= George Gabin =

American painter (1931–2012)

George Gabin (April 16, 1931 – January 7, 2012) was an American artist and art educator.

Born in Brooklyn, New York, Gabin was a prolific painter whose work spanned more than six decades, Gabin's realist paintings and drawings have been described as "atmospheric [and] quasi-surreal." He exhibited nationally, and his work is in more than 100 collections in the United States.

Gabin studied art at the Brooklyn Museum Art School from 1949 to 1954. He also studied at the Art Students League in New York City from 1950 to 1954. His teachers included Reginald Marsh, Ivan Olinsky, and Will Barnet.
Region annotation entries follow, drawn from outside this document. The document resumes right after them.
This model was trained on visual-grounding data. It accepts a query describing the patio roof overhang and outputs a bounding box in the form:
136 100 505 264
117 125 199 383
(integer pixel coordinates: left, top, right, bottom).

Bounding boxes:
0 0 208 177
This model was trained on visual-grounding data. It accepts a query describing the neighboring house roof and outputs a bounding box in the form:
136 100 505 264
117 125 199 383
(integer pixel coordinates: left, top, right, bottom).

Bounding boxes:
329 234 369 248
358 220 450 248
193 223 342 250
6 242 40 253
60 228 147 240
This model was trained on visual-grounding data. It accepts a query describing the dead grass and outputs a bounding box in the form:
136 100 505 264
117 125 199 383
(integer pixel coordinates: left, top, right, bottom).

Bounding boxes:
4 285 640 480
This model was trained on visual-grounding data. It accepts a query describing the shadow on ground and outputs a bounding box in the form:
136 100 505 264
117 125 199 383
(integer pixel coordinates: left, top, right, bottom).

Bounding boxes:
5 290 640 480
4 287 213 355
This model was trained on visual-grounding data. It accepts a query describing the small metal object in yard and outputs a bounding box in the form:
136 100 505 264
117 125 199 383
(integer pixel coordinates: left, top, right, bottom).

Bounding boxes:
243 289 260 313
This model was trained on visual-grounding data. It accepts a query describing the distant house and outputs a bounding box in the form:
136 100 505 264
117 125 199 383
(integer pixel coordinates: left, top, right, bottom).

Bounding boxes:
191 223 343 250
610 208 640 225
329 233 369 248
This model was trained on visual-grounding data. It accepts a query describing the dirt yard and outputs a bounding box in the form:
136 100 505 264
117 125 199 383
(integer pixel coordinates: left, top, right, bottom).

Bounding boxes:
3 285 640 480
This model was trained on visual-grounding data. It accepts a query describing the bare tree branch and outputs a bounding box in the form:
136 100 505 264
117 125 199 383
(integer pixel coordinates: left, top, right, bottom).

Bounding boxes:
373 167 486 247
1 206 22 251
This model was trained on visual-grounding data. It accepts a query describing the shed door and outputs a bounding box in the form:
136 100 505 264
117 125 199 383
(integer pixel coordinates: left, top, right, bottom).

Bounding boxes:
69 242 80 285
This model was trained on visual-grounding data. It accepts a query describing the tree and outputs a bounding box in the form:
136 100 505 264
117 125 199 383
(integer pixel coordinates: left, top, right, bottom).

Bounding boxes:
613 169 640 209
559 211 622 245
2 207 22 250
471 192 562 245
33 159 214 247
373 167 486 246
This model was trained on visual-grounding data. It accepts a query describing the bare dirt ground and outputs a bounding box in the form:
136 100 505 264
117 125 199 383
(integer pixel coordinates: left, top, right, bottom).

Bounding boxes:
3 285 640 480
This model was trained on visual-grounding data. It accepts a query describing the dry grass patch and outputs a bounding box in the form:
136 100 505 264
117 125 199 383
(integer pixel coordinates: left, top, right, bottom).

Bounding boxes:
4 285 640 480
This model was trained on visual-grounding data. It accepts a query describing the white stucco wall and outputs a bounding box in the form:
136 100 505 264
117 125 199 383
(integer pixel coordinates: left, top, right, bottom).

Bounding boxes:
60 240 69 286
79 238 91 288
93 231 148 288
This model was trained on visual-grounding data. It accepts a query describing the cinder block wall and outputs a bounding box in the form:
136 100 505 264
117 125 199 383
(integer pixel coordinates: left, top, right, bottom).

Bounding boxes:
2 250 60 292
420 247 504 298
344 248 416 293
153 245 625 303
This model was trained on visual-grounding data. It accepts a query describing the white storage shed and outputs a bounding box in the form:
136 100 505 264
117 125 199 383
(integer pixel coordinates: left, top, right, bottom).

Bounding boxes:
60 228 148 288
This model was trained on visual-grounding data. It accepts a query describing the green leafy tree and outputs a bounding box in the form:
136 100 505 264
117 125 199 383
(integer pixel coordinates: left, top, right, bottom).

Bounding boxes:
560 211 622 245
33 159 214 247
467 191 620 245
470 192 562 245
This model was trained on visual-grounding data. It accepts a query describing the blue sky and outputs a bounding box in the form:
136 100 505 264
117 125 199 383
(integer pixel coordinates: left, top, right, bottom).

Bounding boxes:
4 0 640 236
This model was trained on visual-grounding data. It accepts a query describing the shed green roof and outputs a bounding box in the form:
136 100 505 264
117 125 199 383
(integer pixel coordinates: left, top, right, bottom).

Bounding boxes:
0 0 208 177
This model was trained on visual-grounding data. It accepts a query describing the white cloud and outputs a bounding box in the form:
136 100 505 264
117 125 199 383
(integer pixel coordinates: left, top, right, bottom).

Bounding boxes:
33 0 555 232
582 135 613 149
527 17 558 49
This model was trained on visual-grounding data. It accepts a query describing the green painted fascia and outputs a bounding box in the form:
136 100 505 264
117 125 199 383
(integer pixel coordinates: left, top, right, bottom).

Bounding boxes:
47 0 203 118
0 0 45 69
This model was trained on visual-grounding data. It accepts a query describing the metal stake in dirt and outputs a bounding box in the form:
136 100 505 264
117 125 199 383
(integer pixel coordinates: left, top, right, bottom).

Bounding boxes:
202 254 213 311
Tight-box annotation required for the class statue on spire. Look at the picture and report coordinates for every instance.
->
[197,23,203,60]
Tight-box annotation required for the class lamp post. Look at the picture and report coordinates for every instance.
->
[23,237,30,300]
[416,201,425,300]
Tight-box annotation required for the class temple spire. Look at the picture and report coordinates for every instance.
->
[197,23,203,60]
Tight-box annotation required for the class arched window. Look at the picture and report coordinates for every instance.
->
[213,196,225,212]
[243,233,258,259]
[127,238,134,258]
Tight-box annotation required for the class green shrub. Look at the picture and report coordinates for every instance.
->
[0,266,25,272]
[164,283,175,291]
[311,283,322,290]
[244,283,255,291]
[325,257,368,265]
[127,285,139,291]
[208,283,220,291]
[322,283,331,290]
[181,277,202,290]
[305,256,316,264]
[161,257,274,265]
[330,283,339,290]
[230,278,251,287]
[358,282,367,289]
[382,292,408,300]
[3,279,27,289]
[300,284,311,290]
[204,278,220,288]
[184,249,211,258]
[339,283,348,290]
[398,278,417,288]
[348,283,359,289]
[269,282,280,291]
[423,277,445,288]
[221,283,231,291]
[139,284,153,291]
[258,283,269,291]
From 1963 until 1970, Gabin taught at the New England School of Art and Design, Boston, Massachusetts. In 1970, he and a group of fellow artists, which included Oliver Balf, Joseph Jeswald, Roger Martin, Reno Pisano, Paul Scott, Jim Sweeney and Vincent Varvaro, founded Montserrat School of Visual Art, the forerunner of Montserrat College of Art in Beverly, Massachusetts. Gabin served on the faculty at Montserrat until his retirement in 1998. He was Professor Emeritus at the college until his death in January 2012.

Gabin died in Somerville, Massachusetts, in January 2012.